John Steinbeck once said that "we don't take a trip, a trip takes us," and never was the truth of his statement more clearly demonstrated to me than by my excursion to the top of the world, for it was not those things I expected, not the actual crossing of the Arctic Ocean and our arrival at 90 degrees North that proved most meaningful to me. Rather it was being in Russia and seeing things that no westerners would have been allowed to see just two or three short years before, making close contacts with a great group of Russian people and having the chance to influence them as indeed they were influencing us, and the very process and experience of sailing on what is at least in terms of icebreaking the most powerful and technologically modern ship on earth.

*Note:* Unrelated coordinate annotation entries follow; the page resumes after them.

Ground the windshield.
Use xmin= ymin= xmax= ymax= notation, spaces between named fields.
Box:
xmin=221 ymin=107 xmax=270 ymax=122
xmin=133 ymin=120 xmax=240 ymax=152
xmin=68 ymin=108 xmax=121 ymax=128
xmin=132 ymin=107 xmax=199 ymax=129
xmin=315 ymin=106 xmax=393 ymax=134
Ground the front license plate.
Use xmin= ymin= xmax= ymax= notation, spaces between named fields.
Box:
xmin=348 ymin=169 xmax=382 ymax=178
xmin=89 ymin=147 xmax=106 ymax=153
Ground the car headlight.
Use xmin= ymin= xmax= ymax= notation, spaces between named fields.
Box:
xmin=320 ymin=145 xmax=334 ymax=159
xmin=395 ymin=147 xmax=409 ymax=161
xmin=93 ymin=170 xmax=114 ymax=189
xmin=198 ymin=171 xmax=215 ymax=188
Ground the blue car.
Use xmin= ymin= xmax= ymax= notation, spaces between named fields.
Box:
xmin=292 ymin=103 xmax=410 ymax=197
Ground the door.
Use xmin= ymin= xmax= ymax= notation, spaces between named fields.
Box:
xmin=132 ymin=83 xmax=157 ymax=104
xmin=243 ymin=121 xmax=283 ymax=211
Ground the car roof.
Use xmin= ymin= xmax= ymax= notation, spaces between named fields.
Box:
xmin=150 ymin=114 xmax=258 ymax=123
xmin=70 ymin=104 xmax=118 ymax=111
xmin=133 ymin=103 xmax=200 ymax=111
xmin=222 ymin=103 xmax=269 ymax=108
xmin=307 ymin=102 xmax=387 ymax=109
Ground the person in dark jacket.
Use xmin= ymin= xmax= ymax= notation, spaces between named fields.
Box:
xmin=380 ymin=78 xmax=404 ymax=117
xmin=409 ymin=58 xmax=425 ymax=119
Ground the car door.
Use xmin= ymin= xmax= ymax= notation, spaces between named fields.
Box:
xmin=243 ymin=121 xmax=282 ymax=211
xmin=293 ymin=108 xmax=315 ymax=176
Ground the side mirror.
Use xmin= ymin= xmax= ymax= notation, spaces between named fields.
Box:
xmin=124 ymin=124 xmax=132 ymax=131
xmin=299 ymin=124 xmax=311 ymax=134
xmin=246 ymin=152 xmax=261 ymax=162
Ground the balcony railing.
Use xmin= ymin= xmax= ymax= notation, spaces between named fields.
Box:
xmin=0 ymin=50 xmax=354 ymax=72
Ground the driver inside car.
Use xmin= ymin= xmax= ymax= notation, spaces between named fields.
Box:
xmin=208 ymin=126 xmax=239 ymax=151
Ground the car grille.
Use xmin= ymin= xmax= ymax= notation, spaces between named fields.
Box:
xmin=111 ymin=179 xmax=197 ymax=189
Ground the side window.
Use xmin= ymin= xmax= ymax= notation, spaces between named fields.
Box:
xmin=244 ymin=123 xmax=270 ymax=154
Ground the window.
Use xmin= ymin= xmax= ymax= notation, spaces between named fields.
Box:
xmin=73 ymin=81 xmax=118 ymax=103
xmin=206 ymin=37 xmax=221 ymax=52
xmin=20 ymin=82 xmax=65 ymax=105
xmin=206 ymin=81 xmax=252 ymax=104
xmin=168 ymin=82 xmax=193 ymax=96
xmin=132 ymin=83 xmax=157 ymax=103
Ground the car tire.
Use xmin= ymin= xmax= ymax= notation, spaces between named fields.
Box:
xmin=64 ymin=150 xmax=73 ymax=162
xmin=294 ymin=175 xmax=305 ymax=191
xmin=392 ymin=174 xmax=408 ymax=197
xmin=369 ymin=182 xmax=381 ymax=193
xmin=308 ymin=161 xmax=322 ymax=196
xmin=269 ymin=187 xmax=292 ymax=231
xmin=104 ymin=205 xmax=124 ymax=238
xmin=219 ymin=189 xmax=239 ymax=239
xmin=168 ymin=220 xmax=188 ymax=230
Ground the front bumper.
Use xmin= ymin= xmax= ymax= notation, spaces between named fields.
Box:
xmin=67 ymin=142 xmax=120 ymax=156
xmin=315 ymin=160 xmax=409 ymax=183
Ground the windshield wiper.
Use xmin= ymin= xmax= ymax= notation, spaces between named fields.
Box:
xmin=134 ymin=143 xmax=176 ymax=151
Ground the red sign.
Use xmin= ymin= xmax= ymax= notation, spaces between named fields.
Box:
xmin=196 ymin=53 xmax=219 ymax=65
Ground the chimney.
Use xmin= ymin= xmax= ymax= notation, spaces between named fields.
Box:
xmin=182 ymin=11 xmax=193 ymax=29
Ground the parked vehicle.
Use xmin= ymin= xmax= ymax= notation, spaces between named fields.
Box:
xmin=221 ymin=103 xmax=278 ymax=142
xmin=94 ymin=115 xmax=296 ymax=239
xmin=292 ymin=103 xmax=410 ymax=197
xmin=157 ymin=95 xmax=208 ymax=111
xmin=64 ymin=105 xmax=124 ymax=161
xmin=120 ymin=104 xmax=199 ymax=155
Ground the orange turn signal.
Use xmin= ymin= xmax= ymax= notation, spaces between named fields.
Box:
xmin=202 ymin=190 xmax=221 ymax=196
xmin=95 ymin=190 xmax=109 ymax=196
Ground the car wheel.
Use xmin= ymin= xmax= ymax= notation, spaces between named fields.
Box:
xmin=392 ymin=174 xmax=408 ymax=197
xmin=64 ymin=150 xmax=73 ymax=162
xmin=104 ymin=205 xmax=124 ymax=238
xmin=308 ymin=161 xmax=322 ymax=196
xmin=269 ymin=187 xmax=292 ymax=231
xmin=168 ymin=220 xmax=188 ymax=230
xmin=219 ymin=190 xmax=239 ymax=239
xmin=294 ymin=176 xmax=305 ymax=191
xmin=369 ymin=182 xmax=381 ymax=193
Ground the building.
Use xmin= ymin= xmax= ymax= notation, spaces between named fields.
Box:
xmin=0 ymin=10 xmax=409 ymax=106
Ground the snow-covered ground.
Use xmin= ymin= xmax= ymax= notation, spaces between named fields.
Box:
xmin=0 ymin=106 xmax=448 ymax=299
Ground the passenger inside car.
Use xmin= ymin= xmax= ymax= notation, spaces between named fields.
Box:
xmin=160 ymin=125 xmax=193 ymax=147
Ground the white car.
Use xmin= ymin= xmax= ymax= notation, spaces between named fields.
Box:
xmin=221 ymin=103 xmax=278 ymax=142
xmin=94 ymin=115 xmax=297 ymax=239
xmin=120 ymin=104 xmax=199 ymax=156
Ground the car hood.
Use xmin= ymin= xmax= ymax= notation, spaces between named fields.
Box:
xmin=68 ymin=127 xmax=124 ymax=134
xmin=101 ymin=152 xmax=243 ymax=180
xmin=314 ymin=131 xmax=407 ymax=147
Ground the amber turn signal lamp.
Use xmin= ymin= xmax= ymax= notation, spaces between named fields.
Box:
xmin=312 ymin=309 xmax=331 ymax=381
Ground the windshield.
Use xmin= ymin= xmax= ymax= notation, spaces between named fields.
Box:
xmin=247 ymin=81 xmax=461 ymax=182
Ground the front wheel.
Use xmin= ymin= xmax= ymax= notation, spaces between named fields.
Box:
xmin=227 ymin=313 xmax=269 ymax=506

On a nuclear-power ship, there is a lot of heat to dissipate, so there are vents everywhere.

(L) The bridge extends the full width of the ship for unobstructed 360° vision. We had access to the bridge at any time. (R) The deck above the bridge, sometimes called Monkey Island, was where I spent most of my free time, with great views all around.

(L) KA-32 double-rotor helicopter with passenger capacity of 15. The Yamal carried two helicopters. (R) One of the ship's four zodiacs lashed next to spare propeller blades, each six feet high and weighing some seven tons. The Yamal had the ability to draw up a damaged propeller through the hull and repair or replace it. We were never able to use the zodiacs because there was too much ice around each of the islands we visited. (Below) One morning we awoke to an unaccustomed stillness and realized we were stopped. We peered excitedly out the window at our first sight of icy Franz Josef Land.

It had taken us about 36 hours before the Yamal entered the pack. We were sitting in the lecture room down below the water line toward the front of the ship when we suddenly heard a loud and unfamiliar whooshing noise, unrecognizable at first. Then it dawned on us what it was, and as a group we all yelled "Ice!" The Professor who was lecturing held his hand up and calmly said that the ice would still be there at the end of his lecture, so we had to wait to get our first glimpse of it. From that point on, through the Franz Josef archipelago and northward, we were in a mixture of open water and mostly broken pack ice of 3-5' thickness, virtually nothing to the 20-inch solid steel bow plates of our great 21,000-ton, 75,000-horsepower icebreaker.

(Upper left) Nothing but sea ice around Cape Norway on Jackson Island. No zodiac landing. (Upper right) The edge of a glacier calving icebergs. (Lower left) Yamal from the helicopter en route to the island. (Lower right) Immediately after disembarking from the helicopter, we all had to kneel down in a tight huddle to avoid being blown away by the powerful downdraft from the helicopter's twin rotors. Second helicopter on landing approach.

Over the next couple of days, we made helicopter landings on several different islands, including some sites of great historical significance, where Fridtjof Nansen wintered over in 1895-1896 after drifting across the Arctic Ocean in his wooden ship Fram and failing to reach the North Pole. We also visited two abandoned scientific research stations and a Russian radar and meteorological station, gaining an invaluable insight into what it must have been like to occupy such desolate places literally near the end of the earth.

(Upper left) How comforting to see our great icebreaker Yamal sitting within sight and patiently waiting for us. (Upper right) These two pictures show the difference between a 28mm lens and a 300mm lens. (Below left) Helicopter returning from Cape Norway. (Below right) Gulls flock to a recent polar bear kill.